The last line is in reference to your rationalizations, your extremism and your closeness to Islamists thereof, and your predilection for making assumptions based on your propensity for creating asinine straw men.
These intellectual shortcomings of yours are shining (this is sarcasm because these are shameful) examples what "Western Thought" has also (meaning in addition to that which it should not be ashamed of) spawned.
You can pat yourself proudly on the back now.
You are a veritable font of what "Western Thought" has also spawned--that of which it should be ashamed--in yet another of your asinine assumptions about what I loath or otherwise in regard to the foundations upon which I have been built. I didn't say I loved myself without bound. I said:
Quote:I love the tolerance that the better part of my Western heritage has imbued me.
Now, if you read in that sentence something along the lines of "loathing of the foundations upon which I have been built," then the question arises that either 1) yours is a lack of reading comprehension, or 2) yours is a lack of reading, period, in favor of the thoughtlessly drawn asinine assumption about the person with whom you're arguing. Which is it?
Your introduction of race into the discussion is not just your paranoia. Your introduction of race (you didn't introduce gender) into the discussion is verily and absolutely just your race paranoia. Is this something you're quite proud of as well?
You, Finn, are not "Western Thought personified." Your thoughts, however, are a virtual textbook of the unfortunate and shameful legacy of the worse part of "Western Thought."
Now how or why in the world would you hold the belief that if there was a party with real power in the US which unequivocal identified itself as Christian and attempted to institutionalize christian tenants and symbols in American society that I wouldn't be alarmed?

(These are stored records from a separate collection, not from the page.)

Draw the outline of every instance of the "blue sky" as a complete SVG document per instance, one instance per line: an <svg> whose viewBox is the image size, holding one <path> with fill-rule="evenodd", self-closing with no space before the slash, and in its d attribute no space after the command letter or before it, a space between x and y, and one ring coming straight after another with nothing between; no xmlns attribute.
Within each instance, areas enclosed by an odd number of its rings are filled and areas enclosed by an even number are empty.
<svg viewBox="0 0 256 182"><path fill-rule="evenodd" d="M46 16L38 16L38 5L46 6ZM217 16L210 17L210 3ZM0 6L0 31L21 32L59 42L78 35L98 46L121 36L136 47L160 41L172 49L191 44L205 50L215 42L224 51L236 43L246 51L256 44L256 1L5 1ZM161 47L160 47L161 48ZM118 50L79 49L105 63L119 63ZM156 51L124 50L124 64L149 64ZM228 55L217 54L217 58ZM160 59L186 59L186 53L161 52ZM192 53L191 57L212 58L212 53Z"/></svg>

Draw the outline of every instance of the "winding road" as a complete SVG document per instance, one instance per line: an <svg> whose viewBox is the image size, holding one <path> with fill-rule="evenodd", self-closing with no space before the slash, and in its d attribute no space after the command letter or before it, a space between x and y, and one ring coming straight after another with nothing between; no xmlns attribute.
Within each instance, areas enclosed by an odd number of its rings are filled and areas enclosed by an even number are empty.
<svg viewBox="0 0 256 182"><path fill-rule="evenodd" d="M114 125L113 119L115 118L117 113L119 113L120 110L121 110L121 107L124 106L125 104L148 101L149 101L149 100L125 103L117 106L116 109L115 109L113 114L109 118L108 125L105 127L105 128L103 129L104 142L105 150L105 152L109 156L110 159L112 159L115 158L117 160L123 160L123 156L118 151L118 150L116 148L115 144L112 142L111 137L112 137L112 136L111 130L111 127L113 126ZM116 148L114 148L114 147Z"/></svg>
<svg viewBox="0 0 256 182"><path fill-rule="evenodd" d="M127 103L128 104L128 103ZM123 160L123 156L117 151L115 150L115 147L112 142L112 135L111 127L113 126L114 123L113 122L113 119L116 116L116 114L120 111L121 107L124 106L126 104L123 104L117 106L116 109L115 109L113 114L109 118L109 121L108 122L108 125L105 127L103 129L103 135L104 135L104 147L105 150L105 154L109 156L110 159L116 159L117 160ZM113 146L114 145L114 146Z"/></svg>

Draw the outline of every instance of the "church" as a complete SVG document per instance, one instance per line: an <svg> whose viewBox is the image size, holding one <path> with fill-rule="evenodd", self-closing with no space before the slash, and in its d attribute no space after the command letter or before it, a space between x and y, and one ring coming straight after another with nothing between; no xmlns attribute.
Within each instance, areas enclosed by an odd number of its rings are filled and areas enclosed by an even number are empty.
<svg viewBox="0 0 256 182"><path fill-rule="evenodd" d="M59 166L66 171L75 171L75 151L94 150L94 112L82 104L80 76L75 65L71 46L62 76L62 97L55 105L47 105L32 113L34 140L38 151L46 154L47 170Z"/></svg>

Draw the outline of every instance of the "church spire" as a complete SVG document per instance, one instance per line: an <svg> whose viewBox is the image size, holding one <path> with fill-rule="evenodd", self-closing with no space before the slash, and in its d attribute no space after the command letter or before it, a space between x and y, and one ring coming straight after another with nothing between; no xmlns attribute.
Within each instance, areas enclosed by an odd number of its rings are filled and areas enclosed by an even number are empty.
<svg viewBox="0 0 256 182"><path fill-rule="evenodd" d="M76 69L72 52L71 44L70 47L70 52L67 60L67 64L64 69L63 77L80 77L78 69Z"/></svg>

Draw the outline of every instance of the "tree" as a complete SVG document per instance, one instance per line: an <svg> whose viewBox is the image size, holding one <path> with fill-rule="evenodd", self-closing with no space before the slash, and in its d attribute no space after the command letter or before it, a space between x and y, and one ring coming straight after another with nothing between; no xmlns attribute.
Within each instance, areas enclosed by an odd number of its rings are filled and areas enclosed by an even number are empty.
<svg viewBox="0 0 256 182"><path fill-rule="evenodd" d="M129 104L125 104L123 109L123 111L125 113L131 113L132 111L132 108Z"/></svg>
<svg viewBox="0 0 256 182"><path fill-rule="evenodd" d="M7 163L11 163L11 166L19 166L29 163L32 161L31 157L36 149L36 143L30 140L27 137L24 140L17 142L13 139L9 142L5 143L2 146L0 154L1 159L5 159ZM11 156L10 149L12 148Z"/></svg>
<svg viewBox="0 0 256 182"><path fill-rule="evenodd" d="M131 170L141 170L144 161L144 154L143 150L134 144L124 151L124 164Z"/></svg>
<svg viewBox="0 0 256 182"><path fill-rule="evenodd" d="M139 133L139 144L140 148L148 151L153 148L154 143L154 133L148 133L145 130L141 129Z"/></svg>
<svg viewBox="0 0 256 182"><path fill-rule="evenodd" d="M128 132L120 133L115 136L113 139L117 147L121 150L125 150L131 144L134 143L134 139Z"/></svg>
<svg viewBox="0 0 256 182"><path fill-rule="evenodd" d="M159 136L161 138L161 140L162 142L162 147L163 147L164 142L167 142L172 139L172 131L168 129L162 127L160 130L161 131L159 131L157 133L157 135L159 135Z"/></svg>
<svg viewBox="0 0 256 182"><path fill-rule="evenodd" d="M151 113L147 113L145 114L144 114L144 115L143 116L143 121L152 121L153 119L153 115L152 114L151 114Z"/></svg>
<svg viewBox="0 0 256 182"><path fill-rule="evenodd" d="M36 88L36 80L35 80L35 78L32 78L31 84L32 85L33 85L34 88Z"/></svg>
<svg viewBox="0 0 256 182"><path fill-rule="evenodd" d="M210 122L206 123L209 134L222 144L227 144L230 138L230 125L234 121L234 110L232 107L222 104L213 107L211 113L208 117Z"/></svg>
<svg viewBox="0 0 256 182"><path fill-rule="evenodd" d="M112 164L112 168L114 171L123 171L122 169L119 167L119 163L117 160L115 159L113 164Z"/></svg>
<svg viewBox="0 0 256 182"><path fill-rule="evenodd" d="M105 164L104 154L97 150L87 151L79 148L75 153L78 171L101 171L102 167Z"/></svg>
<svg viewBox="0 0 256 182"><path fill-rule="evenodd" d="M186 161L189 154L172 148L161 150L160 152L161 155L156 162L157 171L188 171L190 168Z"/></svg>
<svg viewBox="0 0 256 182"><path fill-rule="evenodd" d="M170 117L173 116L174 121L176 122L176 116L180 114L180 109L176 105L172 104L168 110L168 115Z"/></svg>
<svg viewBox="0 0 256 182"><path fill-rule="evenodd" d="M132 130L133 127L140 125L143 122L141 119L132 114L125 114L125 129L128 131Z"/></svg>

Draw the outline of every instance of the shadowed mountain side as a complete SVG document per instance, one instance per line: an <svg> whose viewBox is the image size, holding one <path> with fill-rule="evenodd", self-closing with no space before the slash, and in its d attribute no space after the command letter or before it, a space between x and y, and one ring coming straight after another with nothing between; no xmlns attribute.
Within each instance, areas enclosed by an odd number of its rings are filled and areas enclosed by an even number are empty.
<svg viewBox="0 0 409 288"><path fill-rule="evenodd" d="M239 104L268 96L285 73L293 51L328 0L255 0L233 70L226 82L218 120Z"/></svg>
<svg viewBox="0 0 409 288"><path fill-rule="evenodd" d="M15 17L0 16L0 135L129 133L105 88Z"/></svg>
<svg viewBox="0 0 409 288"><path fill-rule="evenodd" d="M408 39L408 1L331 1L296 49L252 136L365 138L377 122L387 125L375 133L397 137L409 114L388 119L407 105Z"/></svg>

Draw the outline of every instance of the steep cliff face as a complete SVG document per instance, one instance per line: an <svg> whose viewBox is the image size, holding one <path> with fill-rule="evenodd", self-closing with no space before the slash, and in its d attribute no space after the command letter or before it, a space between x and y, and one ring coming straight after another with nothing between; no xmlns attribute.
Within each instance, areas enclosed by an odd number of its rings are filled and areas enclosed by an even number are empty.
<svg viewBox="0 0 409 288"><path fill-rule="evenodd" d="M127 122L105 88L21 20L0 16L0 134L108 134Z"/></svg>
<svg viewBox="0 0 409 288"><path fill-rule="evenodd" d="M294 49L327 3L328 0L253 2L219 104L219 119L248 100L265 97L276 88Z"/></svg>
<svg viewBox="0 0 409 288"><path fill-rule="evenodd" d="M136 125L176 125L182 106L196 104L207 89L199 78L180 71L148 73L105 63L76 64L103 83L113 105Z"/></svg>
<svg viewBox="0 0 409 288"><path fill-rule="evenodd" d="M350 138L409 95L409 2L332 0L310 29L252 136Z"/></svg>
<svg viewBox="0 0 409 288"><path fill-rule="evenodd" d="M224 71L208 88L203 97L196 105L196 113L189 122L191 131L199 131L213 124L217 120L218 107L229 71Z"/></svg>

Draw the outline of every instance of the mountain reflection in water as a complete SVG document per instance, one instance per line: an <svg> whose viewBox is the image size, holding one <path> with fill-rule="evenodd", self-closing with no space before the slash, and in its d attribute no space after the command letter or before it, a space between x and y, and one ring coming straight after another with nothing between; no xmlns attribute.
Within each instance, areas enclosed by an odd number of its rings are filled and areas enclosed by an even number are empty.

One thing is someone wanting to wear a headscarf in a public institution like Gül's wife would like to do. That's along the lines of someone wanting to wear a crucifix or a kufi or a kippah at the White House. The White House annually observes religious holidays.
I have no problem with that. I certainly don't think that that would call for a military coup, which because Gül's wife wants to wear a head scarf is a possibility in Turkey. The problem I would have is with someone trying to force their religion on me.
Freedom of religion yes, religious intolerance (which to a large degree includes freedom from religion) no. Is that too easy?
For all of your intellectual faults, you are truly a gas.